1995, Colombia 155 morti
Il controllore di volo della torre di controllo, di lingua spagnola,
disse di non esser riuscito a tenere, in inglese, la necessaria conversazione
con il pilota dell’aereo in arrivo, dell’American Airlines, che si
dirigeva verso una montagna.
1996, Indonesia numero di morti sconosciuto - Molti viaggiatori giapponesi persero la vita
perché gli steward non poterono comunicare con loro in una lingua
comprensibile.
1996, Florida 110 morti
La FAA (Amministrazione dell’Aviazione Federale americana) chiarì che una
sostanza letale era stata caricata a bordo del Valujet in quanto gli
operai non sapevano leggere l’inglese.
1996, India
349 morti Il controllore di volo
nella torre di controllo, di lingua hindi, parlava con un forte accento hindi.
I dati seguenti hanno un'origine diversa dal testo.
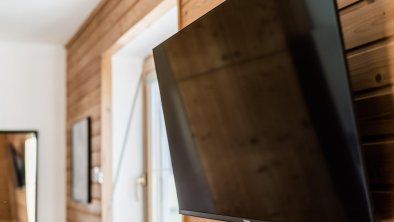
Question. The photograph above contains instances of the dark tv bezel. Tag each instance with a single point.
(219, 217)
Il pilota kazaco non comprese e guidò il suo aereo in modo tale da entrare in
collisione nell’aria con un aereo arabo.
1996, Londra
nessun morto - Decollo senza autorizzazione, che mise in pericolo altri
aerei. Si calcola che qualcosa di simile si verifica una volta l’anno. I piloti
che non conoscono bene l’inglese possono solo ignorare le istruzioni della torre
di controllo e far affidamento sul loro intuito per sapere il da
farsi.
1997, Seattle nessun morto - Un pilota russo, incapace di
parlare in inglese con la torre di controllo, cominciò l’atterraggio su una
carreggiata vicino a una scuola elementare (ho già menzionato questo caso). Il
controllore della torre si era espresso in modo idiomatico: “Can you make the
runway?”.
1999, Chicago
nessun morto - Un Boeing cinese 747 si portò per errore sul corridoio di
decollo per mancata comprensione delle istruzioni dalla torre di controllo. Si
fermò a soli 30 metri da un altro Boeing 747, dalla Corea, che si stava
preparando per il decollo, con 362 persone a bordo.
1999, Shanghai
8 morti Pilota coreano, controllore
di volo cinese.
A mio avviso, il diritto alla comunicazione
include il diritto alla comunicazione necessaria per garantire la nostra vita; e
la società, cioè tutti coloro che hanno influenza sulla nostra vita, siano essi
presidenti, ministri, parlamentari, professori, insegnanti, giornalisti, hanno
un dovere ben preciso: il dovere di studiare gli aspetti linguistici della
nostra sopravvivenza e il dovere di organizzare le cose in modo tale che il
sistema più sicuro sia generalizzato. Hanno il dovere di mettere a confronto i
diversi modi di comunicazione tra persone di lingua diversa, confrontarli in
base a tutta una serie di criteri: esattezza, precisione, facilità, chiarezza,
giustizia, costo, efficacia dello studio, idoneità ad una rapida comprensione e
dunque a un’immediata reazione di riflesso, etc. Coloro che hanno potere
decisionale, tuttavia, hanno accettato passivamente l’inglese come mezzo di
comunicazione internazionale, senza alcuna analisi critica, come se
semplicemente non fosse possibile un confronto obiettivo tra le diverse
possibilità e quindi scegliere la miglior soluzione. Questo fatto costituisce
una terribile mancanza di senso di responsabilità. Significa prendersi gioco
degli interessi dei cittadini.
Ma secondo me il diritto alla comunicazione
contiene molto più del semplice diritto alla comunicazione che garantisca la
sopravvivenza. Esso presuppone anche, per esempio, il diritto a non essere messi
in situazioni in cui, a causa della lingua, ci si mostra ridicoli. Consideriamo
il caso della signora Helle Degn, ministro danese, la quale, all’apertura di una
riunione internazionale e desiderando scusarsi per una conoscenza non
approfondita del tema da discutere, in quanto aveva appena assunto l’incarico di
ministro, disse: “I am at the beginning of my period” [Sono all’inizio delle
mestruazioni; intendeva dire: del mio incarico di ministro]. Perché questa donna
ha destato la derisione generale? Perché si è trovata esposta al rischio del
ridicolo, che i rappresentanti di molti paesi non devono mai affrontare? Forse
per colpa sua? Certamente no. Come la maggioranza degli stranieri che usano
l’inglese ad alto livello, lei aveva studiato e praticato la lingua per più di
diecimila ore. Ma non si raggiunge mai un livello di uguaglianza con i locutori
nativi. Il rischio di essere ridicoli ne è distribuito equamente.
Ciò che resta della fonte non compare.